The $26.5 million study is called RESPOND, or Research on Prostate Cancer in Men of African Ancestry: Defining the Roles of Genetics, Tumor Markers, and Social Stress. The study will examine aggressive prostate cancer in African-American men. (

USC’s Keck School of Medicine is leading a $26.5 million effort to conduct the first large-scale, multi-institutional study on Black men with prostate cancer to better understand why they are at higher risk for developing more aggressive forms of the disease and why they are more likely to die from it, the university announced today.

The RESPOND study, funded by grants from the National Cancer Institute, the National Institute on Minority Health and Health Disparities and the Prostate Cancer Foundation, will look at the role of social stressors and genetics in the development of prostate cancer in African-American men, according to a USC statement. Researchers hope to recruit 10,000 African- American men nationwide to participate in the study.

“Not only are African-American more likely to develop prostate cancer, but they are twice as likely to have an aggressive, more lethal form of the disease, and we don’t know why,” said the project’s principal investigator, Christopher Haiman, professor of preventive medicine at the Keck School. “It’s a health disparity that needs to be addressed. Considerable money, time and effort has gone into studies in men of European ancestry; it is time for a large-scale effort devoted to men of African ancestry.”

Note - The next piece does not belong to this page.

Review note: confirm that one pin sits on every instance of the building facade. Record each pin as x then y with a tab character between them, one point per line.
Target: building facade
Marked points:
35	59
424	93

Chris Haiman, Principal Investigator on the study, ScD,., Professor of Prevenative Medicine at Keck School of Medicine (Courtesy Photo)

The RESPOND study will focus on both biological and social factors that may influence the development of prostate cancer in this group. Social stressors such as discrimination, socioeconomic status, education, early life events and where men live will be assessed via an online survey. Studies have shown that stress affects health, but little is known about whether stress has an impact on the development of aggressive prostate cancer, Haiman said.